My father looks angry; looks like he's trying to control himself. He looks like he wants to hit my grandfather. Years later I learn that, after my father came home from his first tour of duty in the navy, he saw my grandfather hit my grandmother. My father took his father, threw him against the wall, and said, "If you ever touch her again, I'll kill you."
My father loves his mother with a love that borders on adoration. "She was a saint," he tells me when I'm older, "to put up with that man." I don't think she was a saint; I think she was stupid.
My father tells me about how my grandmother always made do. How whatever she cooked— heart, tripe, lung— was good, nutritious, tasty. How she spent fifty cents a day on food, how he went to the market with her every day before she went to work and he went to school. How she shopped for the day, saw what was good, what was cheap. How she made pasta during the week, mostly with a red sauce, or with a vegetable sauce, or a sauce with a little prosciutto, or a handful of peas. How they ate lots of fruits and vegetables, especially broccoli rabe. And how on Sunday, she'd make a meat gravy, or, on special occasions, some beef or some pork, sometimes a stuffed veal pocket, or a casserole.
When my father was older, and working, she
always cooked him a steak on Sunday, pan fried, with onions. She didn't make steak for anyone else, not her daughters, not herself, even though they all were working. "A man needs his strength," she'd say.
She had her little quirks about feeding herself, my father tells me. She'd cook for the family, but she wouldn't eat with them. After they finished eating, she'd cook something for herself, eat it alone, just like my other grandmother, something different from what she'd cooked for them. When she got older, she didn't feel like cooking anymore, and, though she'd fix herself a little something, she wouldn't cook for my grandfather. She was tired, she said, tired from cooking for all those people all those years.
When I ask my father why she never left him, he says, "Because the Catholic church didn't allow divorce. And besides, she wanted to keep up appearances, she wanted the family to stay together."

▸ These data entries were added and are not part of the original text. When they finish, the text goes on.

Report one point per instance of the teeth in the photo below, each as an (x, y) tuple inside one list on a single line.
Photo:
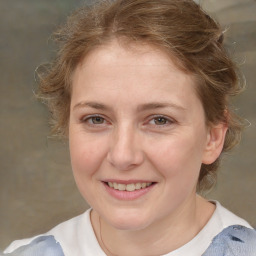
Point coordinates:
[(129, 187)]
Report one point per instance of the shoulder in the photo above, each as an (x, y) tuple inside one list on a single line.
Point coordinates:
[(40, 246), (60, 237), (226, 218), (234, 240)]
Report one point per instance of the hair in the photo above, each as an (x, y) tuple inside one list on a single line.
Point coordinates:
[(178, 27)]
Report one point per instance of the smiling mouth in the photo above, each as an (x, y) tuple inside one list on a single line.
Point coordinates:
[(129, 187)]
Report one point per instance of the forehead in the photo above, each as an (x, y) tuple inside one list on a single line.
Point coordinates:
[(127, 73)]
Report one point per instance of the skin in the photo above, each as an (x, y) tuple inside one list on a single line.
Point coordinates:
[(150, 126)]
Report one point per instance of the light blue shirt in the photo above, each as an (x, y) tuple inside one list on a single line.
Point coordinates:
[(232, 241)]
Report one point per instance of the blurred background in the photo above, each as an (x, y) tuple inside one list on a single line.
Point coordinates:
[(37, 190)]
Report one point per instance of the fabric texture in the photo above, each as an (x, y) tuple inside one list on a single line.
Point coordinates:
[(233, 241), (41, 246), (225, 234)]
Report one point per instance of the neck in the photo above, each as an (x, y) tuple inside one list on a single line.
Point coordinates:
[(162, 237)]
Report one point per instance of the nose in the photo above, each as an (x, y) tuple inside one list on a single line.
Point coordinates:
[(125, 151)]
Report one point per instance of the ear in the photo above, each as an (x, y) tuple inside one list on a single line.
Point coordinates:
[(215, 141)]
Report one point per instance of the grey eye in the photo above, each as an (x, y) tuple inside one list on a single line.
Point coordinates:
[(160, 121), (97, 120)]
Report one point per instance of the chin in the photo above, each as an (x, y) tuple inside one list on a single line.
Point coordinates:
[(129, 222)]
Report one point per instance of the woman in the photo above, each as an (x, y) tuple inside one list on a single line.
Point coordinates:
[(141, 88)]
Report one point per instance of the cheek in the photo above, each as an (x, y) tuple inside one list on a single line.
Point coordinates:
[(85, 153), (179, 157)]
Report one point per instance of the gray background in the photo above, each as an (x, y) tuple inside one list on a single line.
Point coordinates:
[(37, 190)]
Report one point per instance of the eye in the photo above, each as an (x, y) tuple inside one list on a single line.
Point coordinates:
[(94, 120), (97, 120), (160, 121)]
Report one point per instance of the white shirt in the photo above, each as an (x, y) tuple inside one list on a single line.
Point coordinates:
[(77, 238)]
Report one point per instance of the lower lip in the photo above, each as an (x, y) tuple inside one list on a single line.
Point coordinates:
[(127, 195)]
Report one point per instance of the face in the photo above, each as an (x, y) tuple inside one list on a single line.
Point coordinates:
[(137, 124)]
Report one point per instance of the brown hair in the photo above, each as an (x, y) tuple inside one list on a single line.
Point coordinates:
[(179, 27)]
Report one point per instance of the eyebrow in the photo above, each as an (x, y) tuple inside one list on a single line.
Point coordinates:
[(140, 108)]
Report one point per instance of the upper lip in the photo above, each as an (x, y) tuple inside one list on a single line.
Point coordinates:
[(127, 181)]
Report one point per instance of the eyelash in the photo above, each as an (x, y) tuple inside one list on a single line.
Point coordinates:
[(168, 121), (87, 119)]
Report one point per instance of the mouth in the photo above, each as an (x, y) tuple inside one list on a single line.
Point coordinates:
[(130, 187)]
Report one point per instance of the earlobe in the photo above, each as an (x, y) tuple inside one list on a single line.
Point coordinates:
[(215, 141)]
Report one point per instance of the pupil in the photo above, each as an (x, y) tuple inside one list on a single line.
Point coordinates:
[(161, 120), (97, 120)]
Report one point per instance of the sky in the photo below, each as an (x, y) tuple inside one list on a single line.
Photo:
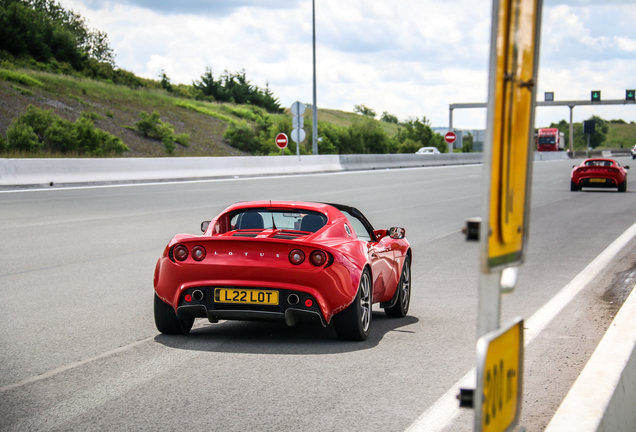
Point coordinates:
[(410, 58)]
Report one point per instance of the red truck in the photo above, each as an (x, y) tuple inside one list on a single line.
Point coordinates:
[(550, 140)]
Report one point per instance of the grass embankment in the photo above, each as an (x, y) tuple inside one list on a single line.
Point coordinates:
[(120, 107)]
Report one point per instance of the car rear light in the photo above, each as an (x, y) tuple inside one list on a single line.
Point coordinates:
[(318, 258), (180, 253), (296, 256), (198, 253)]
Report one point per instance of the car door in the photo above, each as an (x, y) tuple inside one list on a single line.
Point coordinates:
[(380, 255)]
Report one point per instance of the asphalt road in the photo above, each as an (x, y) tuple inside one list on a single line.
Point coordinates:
[(80, 350)]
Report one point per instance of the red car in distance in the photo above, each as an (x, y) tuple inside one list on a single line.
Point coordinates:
[(287, 261), (599, 173)]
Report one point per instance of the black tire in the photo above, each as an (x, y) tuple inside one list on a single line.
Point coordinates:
[(354, 322), (166, 319), (573, 186), (403, 292)]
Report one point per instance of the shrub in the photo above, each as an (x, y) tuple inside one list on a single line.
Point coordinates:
[(21, 137), (183, 139), (409, 146), (149, 123), (151, 126), (62, 136), (38, 129), (19, 78)]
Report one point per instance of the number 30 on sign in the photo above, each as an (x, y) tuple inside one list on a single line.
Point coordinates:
[(499, 378)]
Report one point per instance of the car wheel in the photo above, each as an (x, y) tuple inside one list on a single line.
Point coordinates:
[(353, 323), (166, 319), (401, 307), (573, 186)]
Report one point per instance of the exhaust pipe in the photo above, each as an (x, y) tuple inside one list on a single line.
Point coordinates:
[(198, 295), (293, 299)]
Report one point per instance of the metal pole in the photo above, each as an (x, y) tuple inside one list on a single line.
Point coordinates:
[(489, 303), (314, 130), (571, 140)]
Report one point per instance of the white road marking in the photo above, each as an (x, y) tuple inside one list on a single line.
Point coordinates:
[(446, 409)]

My paternal grandfather gives me more attention than I get from any other grown-up. I'm his favorite grandchild and I know it. He signals this when he offers me one of the eyeballs from the lamb's head my grandmother prepares for Easter Sunday.
I know it's a delicacy, given to special guests. I refuse it, very ungraciously, and, though my father is distressed, my refusal seems to give my grandfather as much pleasure as my acceptance would have. I am a child with a will of her own, like him. He respects this more than the dutiful attentions of my sister and cousins.
Once, my father tells me, "He treats you like a grandson, not like a granddaughter." Another time, he says, "He treats you like his eldest son. He's pinning the hopes of the family on you."
My grandfather has always stood outside the family. Always acted as if his family doesn't matter. He never lets them stop him from doing whatever he wants. He always indulges himself, even if there isn't enough money to pay the rent.
Even on ordinary days, my grandfather wears a solid gold watch chain; carries a hand-hemmed linen handkerchief in his pocket; douses himself with expensive cologne. He wears handmade Italian leather shoes. Tweed. Cashmere. Silk. Knee-length socks held up by elaborate and colorful garters. But not a hat. My grandfather thinks that if you're Italian and wear a hat, you look like a Mafioso.